The fourth of the ‘Four Romances’ is ‘The Way of Peace’. Again this is written in the first person. Stoker goes back to his roots with this tale, which is set in Ireland with much of the speech being in dialect. Engaged to be married himself, the narrator asks an old couple who have just celebrated their Golden Wedding the secret to their happiness. Michael and Katty then go on to tell him. Katty speaks of when Michael proposed to her and she went to tell her mother, who said, ‘ “You to be married that has no more to yer feet nor yet yer back than a flapper duck on the bog…” ’ This is the year of ‘the potato-rot’ and scores of people are dying of hunger as a result. Despite being poor, Michael and Katty are married.Everybody’s Story Magazine 1909.

Modern day readers may be shocked when they learn just why they live so peacefully and happily together. Katty compares women to children; ‘ “They want to get the hard hand now and again…” ’ A man, it seems, must be master in his own home. No doubt it was intended that this story should be a moving and humorous one, but it does Stoker no favours with a 21st century readership.

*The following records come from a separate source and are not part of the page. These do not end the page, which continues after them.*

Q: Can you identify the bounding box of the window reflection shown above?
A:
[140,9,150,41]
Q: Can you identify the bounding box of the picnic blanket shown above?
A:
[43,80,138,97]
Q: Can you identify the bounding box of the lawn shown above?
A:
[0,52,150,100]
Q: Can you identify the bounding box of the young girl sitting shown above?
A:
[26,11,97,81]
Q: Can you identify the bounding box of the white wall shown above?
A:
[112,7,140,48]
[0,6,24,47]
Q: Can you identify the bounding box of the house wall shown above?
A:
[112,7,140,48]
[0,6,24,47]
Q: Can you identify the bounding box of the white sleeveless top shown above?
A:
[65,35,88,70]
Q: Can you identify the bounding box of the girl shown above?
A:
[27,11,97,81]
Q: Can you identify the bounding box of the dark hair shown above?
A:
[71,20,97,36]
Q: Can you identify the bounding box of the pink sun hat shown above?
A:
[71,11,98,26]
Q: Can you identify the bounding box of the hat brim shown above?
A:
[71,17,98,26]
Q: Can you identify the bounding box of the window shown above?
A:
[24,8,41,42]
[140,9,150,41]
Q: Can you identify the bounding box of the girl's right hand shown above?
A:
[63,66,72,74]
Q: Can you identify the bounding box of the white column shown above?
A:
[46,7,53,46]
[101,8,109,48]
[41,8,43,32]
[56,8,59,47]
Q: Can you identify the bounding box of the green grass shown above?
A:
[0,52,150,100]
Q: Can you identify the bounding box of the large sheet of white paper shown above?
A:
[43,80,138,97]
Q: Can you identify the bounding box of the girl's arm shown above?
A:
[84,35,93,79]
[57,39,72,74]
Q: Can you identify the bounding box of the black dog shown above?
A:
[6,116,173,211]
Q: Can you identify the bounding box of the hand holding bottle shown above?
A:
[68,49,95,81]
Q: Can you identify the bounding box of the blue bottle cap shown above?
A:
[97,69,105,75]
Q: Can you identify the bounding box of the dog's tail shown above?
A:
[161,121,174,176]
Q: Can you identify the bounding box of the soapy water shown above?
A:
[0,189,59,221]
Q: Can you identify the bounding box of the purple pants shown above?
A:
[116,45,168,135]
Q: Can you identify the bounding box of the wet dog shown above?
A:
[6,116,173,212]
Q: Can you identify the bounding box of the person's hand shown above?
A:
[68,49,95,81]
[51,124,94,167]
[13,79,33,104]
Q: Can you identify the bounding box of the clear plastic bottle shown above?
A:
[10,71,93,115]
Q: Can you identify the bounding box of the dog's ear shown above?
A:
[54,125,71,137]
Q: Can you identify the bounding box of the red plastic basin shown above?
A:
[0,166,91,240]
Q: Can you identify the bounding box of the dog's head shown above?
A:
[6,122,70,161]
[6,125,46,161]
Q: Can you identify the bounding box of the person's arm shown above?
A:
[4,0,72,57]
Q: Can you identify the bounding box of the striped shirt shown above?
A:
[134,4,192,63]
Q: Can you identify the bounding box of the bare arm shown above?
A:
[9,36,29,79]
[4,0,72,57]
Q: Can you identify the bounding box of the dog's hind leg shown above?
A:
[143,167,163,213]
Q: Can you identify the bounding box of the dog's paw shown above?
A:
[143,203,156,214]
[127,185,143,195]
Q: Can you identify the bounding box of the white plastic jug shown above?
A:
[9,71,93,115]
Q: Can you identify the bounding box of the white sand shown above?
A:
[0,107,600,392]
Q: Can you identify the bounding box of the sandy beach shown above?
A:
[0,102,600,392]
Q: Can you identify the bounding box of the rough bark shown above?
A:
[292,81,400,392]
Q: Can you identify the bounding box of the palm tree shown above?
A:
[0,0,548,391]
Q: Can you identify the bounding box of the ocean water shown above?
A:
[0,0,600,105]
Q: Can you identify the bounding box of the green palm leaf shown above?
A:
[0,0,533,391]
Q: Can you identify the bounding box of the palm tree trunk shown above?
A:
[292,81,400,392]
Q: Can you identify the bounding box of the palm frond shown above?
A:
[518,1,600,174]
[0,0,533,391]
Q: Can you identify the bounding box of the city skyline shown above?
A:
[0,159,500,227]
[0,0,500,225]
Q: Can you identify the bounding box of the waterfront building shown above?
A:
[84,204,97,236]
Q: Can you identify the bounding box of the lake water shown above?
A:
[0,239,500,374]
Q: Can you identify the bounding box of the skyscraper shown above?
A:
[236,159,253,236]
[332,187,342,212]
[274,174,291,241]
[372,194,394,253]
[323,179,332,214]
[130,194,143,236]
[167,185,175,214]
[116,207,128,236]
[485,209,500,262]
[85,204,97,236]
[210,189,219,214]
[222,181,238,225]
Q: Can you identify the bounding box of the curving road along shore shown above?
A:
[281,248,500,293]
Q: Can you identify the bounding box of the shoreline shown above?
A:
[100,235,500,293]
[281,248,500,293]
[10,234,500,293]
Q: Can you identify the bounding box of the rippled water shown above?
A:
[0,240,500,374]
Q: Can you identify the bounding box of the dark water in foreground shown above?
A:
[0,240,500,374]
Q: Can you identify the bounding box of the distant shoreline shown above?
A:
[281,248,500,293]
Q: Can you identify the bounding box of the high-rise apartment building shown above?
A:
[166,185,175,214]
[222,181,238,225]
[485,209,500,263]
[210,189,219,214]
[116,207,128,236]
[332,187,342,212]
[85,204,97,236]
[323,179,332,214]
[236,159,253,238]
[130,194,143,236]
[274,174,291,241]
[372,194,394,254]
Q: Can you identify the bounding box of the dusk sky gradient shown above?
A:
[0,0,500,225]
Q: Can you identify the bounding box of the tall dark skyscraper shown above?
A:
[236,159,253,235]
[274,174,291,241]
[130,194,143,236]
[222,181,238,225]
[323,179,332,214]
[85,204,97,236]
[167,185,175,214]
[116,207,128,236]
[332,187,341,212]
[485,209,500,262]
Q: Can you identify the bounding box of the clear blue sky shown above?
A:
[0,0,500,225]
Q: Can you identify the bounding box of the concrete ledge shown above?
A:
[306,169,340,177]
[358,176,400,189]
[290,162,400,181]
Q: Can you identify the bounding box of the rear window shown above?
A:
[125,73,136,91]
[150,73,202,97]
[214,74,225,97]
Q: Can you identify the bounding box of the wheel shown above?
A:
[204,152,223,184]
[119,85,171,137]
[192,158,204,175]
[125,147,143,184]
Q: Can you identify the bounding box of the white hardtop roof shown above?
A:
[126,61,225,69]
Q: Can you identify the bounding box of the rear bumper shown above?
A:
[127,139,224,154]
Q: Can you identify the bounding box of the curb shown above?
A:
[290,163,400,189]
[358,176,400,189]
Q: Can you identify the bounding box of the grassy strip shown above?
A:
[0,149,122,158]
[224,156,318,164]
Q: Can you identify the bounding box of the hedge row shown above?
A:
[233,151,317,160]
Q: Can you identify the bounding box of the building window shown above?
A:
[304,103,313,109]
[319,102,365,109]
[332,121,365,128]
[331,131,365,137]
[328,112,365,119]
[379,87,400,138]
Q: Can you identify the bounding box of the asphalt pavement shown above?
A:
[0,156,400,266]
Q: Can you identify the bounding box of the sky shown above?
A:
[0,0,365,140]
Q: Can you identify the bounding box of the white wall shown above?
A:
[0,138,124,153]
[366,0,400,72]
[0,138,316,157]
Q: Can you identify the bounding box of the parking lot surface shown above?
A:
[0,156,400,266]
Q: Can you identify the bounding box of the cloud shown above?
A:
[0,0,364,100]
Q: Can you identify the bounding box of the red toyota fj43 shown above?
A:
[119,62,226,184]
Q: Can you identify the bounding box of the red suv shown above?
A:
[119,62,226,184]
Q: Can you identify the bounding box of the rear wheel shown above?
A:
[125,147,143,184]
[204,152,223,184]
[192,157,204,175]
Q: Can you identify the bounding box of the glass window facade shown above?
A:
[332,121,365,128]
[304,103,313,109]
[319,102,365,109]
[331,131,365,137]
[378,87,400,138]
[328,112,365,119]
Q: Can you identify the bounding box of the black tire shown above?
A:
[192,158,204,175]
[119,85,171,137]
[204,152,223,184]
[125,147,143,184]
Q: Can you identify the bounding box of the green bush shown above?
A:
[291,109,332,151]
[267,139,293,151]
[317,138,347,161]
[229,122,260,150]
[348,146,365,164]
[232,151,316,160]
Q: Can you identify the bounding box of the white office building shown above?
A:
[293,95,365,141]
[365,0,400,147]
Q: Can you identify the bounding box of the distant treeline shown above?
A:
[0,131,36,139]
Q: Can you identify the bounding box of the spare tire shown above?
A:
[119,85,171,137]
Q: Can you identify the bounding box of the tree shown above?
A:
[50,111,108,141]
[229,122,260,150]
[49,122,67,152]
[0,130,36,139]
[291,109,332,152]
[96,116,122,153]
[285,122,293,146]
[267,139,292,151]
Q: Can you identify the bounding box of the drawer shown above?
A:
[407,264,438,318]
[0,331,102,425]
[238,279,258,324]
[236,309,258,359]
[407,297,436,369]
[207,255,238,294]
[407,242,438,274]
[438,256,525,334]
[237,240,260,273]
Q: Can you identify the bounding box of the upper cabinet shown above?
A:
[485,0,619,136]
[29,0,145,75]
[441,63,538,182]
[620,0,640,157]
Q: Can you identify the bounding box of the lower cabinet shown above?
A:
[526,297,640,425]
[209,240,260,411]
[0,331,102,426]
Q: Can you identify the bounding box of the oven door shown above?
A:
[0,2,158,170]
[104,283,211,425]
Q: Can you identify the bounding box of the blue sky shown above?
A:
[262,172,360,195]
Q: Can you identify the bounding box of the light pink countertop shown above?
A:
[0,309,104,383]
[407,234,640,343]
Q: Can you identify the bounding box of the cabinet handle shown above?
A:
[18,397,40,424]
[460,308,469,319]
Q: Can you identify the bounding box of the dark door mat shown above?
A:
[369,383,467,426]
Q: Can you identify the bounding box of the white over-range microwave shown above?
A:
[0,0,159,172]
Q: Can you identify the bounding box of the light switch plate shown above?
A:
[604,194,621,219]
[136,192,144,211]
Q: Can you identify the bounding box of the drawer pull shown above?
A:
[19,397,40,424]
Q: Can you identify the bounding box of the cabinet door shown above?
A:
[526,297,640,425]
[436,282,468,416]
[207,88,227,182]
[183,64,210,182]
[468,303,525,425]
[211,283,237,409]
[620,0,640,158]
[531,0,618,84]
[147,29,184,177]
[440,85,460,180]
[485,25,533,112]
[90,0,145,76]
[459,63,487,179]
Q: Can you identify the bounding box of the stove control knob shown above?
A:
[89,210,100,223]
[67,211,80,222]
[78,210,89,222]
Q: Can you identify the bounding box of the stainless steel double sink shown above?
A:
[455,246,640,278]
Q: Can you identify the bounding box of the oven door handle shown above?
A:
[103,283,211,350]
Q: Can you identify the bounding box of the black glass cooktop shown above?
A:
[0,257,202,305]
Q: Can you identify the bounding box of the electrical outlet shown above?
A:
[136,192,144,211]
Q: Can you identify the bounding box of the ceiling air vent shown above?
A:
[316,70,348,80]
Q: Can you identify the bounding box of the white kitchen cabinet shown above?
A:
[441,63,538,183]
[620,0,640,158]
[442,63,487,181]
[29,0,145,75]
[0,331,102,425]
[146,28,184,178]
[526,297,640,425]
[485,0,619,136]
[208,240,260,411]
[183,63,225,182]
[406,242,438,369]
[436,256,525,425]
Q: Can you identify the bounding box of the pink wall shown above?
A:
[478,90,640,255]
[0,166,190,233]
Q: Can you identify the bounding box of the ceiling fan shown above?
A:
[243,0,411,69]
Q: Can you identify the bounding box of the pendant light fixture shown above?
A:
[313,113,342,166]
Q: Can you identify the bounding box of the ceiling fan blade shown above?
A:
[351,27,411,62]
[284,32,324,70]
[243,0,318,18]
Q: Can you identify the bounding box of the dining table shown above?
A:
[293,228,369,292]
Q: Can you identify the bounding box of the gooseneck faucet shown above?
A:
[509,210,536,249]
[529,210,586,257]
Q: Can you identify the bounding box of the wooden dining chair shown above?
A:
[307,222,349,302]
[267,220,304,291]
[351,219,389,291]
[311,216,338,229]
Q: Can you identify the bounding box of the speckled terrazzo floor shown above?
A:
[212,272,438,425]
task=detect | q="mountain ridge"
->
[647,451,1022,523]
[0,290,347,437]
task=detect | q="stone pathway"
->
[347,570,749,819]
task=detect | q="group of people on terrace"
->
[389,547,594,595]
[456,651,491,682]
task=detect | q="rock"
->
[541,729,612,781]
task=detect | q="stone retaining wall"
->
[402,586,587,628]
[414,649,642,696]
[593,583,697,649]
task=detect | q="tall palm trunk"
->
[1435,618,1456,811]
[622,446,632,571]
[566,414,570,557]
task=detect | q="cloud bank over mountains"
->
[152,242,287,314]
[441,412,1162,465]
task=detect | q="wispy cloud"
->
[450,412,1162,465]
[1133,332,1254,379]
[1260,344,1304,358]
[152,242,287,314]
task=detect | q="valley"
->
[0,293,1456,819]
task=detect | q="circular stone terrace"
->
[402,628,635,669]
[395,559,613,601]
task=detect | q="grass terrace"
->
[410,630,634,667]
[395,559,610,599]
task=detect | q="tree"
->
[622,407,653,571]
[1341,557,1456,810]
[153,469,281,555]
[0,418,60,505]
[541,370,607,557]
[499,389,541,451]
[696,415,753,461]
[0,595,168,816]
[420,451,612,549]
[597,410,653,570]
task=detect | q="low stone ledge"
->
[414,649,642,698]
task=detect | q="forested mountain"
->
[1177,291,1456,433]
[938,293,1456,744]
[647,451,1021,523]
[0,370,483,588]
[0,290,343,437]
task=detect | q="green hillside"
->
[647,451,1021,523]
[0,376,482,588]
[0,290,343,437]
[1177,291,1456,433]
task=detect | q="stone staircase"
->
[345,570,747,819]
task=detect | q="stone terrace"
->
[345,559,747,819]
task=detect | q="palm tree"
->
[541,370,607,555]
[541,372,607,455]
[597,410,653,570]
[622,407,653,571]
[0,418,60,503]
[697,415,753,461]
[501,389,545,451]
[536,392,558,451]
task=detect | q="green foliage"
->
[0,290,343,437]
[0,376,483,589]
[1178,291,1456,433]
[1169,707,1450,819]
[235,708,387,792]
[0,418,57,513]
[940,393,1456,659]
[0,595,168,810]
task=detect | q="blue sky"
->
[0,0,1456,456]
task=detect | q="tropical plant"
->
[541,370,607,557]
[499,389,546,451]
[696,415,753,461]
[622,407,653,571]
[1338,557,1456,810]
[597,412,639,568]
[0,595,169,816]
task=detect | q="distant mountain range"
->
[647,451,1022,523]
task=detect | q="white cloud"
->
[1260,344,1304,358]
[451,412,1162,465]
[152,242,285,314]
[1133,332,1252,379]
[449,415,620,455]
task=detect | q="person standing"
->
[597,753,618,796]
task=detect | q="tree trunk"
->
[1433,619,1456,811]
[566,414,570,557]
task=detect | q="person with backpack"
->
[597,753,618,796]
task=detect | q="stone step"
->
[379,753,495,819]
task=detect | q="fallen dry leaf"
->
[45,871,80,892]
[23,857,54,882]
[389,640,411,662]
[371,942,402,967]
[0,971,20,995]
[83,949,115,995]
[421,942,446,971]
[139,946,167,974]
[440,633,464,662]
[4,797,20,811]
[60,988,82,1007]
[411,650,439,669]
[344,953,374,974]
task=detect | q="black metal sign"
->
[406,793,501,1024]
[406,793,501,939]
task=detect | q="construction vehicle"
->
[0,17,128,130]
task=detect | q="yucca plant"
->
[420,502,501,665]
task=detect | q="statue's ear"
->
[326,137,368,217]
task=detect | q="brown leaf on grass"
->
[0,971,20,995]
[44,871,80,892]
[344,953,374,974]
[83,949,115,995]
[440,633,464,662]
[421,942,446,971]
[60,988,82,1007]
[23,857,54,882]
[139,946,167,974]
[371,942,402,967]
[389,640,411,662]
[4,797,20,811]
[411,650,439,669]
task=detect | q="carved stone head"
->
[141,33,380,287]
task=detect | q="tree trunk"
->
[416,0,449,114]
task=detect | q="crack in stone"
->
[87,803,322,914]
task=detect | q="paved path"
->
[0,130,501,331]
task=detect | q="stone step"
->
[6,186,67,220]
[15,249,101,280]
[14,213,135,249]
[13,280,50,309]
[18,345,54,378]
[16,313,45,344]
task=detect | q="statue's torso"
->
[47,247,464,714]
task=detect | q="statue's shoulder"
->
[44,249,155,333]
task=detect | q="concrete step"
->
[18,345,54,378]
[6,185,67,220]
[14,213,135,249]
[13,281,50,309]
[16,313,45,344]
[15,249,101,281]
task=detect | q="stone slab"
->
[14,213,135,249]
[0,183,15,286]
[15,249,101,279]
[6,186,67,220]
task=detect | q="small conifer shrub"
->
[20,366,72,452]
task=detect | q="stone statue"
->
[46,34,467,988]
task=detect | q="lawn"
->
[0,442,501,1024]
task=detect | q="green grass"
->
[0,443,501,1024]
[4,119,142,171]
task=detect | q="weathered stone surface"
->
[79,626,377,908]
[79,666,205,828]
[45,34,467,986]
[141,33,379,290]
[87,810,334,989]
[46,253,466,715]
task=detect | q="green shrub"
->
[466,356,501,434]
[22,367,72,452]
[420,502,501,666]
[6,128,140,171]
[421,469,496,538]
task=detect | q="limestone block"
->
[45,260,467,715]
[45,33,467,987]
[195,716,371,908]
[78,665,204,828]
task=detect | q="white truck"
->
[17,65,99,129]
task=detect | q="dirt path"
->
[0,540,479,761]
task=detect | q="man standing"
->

We can only hope that the narrator doesn’t treat his wife as Michael does Katty.

In the ‘Rules for Domestic Happiness’ Charlotte says of God; ‘His blessings can make even the bitterness of life wonderfully sweet.’ This seems to have struck a chord with Stoker, especially in the writing of Dracula where the comparison between bitter and sweet is used on more than one occasion.

Also in this issue of The Green Book are Brian’s ‘Editor’s Note’, ‘Bram Stoker and I’ by Mike (Hellboy) Mignola, ‘A Mystery of Bram Stoker’ by Leslie Shepard, ‘Bram Stoker as Amanuensis for Henry Irving’ by Douglas A. Anderson, ‘Black Spirits and White’ by Henry Irving, ‘Bram Stoker and Another Dracula’ by Brian J. Showers, ‘Bram Stoker: A Biographical Note’ by Ralph Shirley, ‘In Memoriam: David Lass’ by Albert Power and ‘Notes on Contributors’.

The cover design is ‘by Meggan Kehrli; with artwork from The Lair of the White Worm by Pamela Coleman [sic] Smith and from The Jewel of Seven Stars’.

Pamela Colman Smith is today best known for her designs for the Rider-Waite tarot deck, but she knew Stoker and he called her by the nickname Pixie. In 2018 a biography Pamela Colman Smith, the Untold Story by Stuart R. Kaplan el al was published by U.S. Games Systems, Inc. (USA) www.usgamesinc.com

This includes not only her illustrations for The Lair of the White Worm, but sketches of Stoker, Irving and Ellen Terry as well as designs for stage costumes. Colman Smith was a fascinating woman and this lavishly illustrated biography is a thing of beauty in its own right.